Monday, December 18, 2006

The Torture Genre

Genre is not just in the entertainment/calendar section of the paper. Here's a pretty interesting piece in the LA Times op-ed section about torture in films.
The memorable quote:

"In the age of Abu Ghraib, the unashamed passion of torture-genre groupies is mainstream and normal. Aintitcool.com commentator "funnyhat," writing about "See No Evil," a torture entry from last summer, is confused by anti-torture opprobrium. "Why does everyone call it 'torture porn'?" funnyhat asks. "It's entertainment, not a fetish! 'See No Evil,' while not the greatest movie, was a great step forward for horror fans who love our torture."

"I love to torture!" Bela Lugosi shouted in a quaint (like the Geneva Convention) 1935 chiller called "The Raven." "I tear torture from myself in torturing you," Lugosi added, showing a level of insight denied current films, whose best critic could be Limbaugh. "You ever heard of emotional release? I'm talking about people having a good time," Limbaugh said of the Abu Ghraib pranksters in 2004.

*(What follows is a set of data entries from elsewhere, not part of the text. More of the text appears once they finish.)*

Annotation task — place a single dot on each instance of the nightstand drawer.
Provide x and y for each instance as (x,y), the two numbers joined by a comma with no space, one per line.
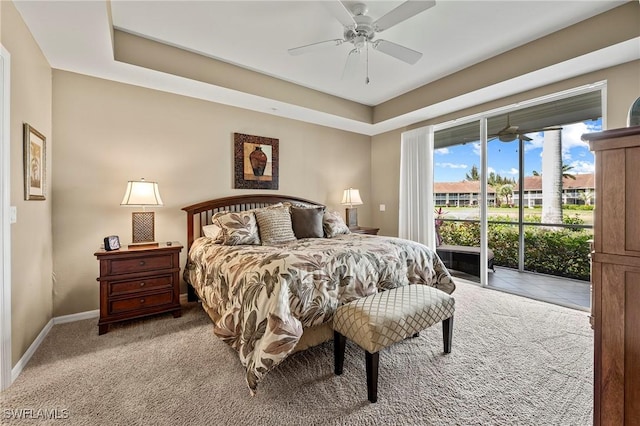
(141,264)
(133,286)
(140,302)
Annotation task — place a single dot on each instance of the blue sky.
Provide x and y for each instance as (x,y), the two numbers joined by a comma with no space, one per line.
(453,163)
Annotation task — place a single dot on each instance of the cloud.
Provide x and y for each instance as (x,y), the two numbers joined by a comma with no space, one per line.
(452,165)
(536,143)
(580,167)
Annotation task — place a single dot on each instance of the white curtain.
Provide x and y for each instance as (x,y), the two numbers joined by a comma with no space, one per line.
(416,221)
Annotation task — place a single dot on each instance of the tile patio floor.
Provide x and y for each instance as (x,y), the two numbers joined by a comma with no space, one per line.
(560,291)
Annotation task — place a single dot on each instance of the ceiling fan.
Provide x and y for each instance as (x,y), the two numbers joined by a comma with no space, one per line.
(360,30)
(510,132)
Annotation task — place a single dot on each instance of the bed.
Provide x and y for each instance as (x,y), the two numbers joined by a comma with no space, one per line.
(274,293)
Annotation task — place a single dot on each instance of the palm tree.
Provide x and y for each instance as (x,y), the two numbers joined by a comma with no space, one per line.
(505,191)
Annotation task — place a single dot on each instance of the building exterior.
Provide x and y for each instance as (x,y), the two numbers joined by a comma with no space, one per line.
(467,193)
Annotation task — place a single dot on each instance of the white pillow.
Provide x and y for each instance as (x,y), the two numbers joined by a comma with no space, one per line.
(212,231)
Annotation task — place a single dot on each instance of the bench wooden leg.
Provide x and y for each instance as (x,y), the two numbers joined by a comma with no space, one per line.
(447,334)
(339,343)
(372,375)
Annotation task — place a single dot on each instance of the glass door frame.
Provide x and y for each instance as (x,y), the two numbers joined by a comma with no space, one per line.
(483,118)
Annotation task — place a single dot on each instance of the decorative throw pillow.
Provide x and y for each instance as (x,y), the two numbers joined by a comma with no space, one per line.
(213,231)
(307,222)
(274,225)
(239,228)
(334,224)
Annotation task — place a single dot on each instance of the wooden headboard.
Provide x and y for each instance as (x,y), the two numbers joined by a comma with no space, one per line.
(200,214)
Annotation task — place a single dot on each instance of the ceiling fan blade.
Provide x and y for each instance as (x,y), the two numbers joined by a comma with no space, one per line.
(351,64)
(399,52)
(315,46)
(541,129)
(341,13)
(401,13)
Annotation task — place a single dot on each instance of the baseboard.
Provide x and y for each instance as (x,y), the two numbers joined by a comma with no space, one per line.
(76,317)
(17,369)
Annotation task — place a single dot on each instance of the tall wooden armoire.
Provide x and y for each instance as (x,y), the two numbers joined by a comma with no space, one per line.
(615,276)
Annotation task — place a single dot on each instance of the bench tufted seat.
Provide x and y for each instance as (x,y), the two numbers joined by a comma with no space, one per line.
(380,320)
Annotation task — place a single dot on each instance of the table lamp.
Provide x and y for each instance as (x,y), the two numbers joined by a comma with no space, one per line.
(142,194)
(351,197)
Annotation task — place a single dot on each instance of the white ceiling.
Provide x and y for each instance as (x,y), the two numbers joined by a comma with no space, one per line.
(452,35)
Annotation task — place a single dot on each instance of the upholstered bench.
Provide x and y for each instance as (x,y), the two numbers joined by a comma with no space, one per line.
(377,321)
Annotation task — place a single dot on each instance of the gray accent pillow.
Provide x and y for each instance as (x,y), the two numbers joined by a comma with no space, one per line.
(334,224)
(274,225)
(307,221)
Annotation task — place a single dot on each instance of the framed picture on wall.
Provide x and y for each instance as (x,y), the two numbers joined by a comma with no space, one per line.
(255,162)
(35,164)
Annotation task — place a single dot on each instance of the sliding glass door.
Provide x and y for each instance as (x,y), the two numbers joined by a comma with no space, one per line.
(517,184)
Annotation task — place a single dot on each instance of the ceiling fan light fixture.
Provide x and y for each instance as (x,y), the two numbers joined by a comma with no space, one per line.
(360,30)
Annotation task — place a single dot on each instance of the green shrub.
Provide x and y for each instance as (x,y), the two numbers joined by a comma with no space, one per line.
(577,207)
(560,252)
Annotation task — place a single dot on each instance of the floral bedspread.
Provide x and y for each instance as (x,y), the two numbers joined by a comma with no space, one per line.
(263,296)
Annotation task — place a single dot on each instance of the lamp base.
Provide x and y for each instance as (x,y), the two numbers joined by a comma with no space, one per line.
(143,227)
(352,217)
(142,245)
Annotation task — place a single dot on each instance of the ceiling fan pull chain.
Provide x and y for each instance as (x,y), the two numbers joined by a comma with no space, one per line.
(367,79)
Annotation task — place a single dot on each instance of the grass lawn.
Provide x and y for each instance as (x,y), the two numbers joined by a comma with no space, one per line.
(512,213)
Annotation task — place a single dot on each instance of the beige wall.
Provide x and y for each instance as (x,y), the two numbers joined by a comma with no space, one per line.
(623,87)
(108,133)
(31,236)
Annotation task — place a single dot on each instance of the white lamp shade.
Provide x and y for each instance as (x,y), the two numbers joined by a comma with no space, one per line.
(351,197)
(141,194)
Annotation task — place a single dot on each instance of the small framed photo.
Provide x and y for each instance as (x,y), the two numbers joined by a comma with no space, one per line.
(35,164)
(255,162)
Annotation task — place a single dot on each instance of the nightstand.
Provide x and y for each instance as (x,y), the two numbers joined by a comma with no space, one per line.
(364,230)
(137,282)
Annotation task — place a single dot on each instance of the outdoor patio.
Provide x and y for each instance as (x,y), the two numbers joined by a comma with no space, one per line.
(560,291)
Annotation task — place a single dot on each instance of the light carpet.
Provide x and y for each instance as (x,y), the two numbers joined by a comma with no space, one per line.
(514,361)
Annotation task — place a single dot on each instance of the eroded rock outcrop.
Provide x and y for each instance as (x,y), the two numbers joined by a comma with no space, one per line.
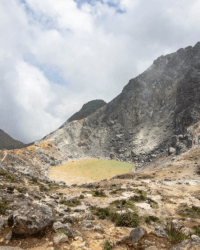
(140,123)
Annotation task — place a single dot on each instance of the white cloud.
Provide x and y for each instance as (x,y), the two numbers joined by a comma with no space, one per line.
(96,48)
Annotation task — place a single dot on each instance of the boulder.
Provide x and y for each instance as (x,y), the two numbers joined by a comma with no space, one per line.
(10,248)
(31,219)
(180,148)
(10,188)
(171,150)
(63,227)
(160,232)
(194,243)
(60,237)
(1,224)
(137,233)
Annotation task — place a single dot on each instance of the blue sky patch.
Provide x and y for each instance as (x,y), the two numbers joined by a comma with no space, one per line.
(51,72)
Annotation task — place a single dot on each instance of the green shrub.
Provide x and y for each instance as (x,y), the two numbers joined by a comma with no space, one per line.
(197,230)
(124,204)
(148,220)
(127,219)
(72,203)
(42,188)
(59,231)
(3,186)
(175,234)
(8,177)
(100,193)
(34,180)
(107,245)
(102,213)
(21,189)
(3,206)
(142,196)
(193,212)
(53,187)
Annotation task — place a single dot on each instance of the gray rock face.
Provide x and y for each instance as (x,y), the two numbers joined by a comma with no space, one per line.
(137,233)
(141,122)
(31,220)
(63,227)
(60,237)
(194,243)
(10,248)
(160,232)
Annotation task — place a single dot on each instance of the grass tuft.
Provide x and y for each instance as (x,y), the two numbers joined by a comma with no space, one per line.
(21,189)
(175,234)
(72,203)
(107,245)
(8,177)
(3,206)
(127,219)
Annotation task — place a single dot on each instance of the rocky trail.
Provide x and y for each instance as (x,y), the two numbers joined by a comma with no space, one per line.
(44,214)
(154,123)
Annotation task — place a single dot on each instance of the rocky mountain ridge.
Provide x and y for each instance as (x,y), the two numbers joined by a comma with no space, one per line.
(145,119)
(154,122)
(156,209)
(7,142)
(87,109)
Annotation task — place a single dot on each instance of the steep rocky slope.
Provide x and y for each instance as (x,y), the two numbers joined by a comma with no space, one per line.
(87,109)
(7,142)
(145,119)
(38,213)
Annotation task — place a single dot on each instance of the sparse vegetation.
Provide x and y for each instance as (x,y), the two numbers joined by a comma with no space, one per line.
(3,206)
(21,189)
(42,188)
(34,180)
(150,218)
(197,230)
(53,187)
(193,212)
(61,232)
(3,186)
(107,245)
(175,234)
(71,203)
(8,177)
(98,193)
(127,219)
(119,204)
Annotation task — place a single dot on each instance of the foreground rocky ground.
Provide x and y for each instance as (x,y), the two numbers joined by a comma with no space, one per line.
(38,213)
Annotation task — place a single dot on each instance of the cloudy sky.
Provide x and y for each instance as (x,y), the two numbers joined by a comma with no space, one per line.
(56,55)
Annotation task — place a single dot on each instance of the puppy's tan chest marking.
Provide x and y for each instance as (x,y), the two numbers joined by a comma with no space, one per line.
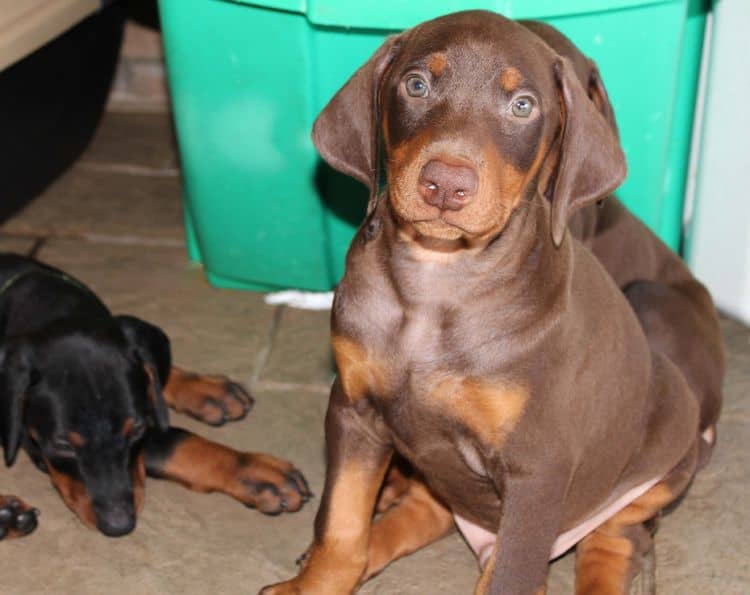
(361,373)
(490,410)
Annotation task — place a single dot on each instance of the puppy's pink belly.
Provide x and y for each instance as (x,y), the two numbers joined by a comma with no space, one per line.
(482,541)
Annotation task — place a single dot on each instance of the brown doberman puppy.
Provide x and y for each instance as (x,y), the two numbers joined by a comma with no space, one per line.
(542,406)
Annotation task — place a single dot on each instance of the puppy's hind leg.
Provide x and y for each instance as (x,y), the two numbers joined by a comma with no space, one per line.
(681,323)
(615,554)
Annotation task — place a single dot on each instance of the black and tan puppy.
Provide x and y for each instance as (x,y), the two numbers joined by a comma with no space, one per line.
(85,393)
(541,404)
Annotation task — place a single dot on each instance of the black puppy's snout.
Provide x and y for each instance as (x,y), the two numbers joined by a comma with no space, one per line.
(447,186)
(115,520)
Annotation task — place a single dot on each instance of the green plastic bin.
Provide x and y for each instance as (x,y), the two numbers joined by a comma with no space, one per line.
(248,78)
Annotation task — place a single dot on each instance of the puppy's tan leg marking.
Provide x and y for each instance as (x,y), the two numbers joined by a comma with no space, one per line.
(417,520)
(607,559)
(483,584)
(338,559)
(359,373)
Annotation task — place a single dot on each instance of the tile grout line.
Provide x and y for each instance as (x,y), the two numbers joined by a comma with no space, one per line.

... Torture is what we watch acted-out in front of us as we sit in movie theaters eating nachos. Torture is serial and endless, like entertainment, and comes to us in the guise of fun, as it did at Abu Ghraib. The two are beginning to merge."

So is the public's interest in torture as genre directly related to Abu Ghraib? I think that's simplistic, as anyone who has seen Reservoir Dogs, Pulp Fiction or Audition (all pre-9/11) will tell you. In fact, going back to an earlier post about the tendency to wax nostalgic, I'd say this op-ed writer wants to assert that the torture films of earlier eras somehow "meant" something more, compared to the Abu Ghraib era films. Any of you reading your Black Dahlia books might feel differently.

What is interesting though is the discussion of torture genre as entertainment vs. fetish. (And its nice to see Lugosi quoted, even if there were better quotes from his other Poe film, The Black Cat.)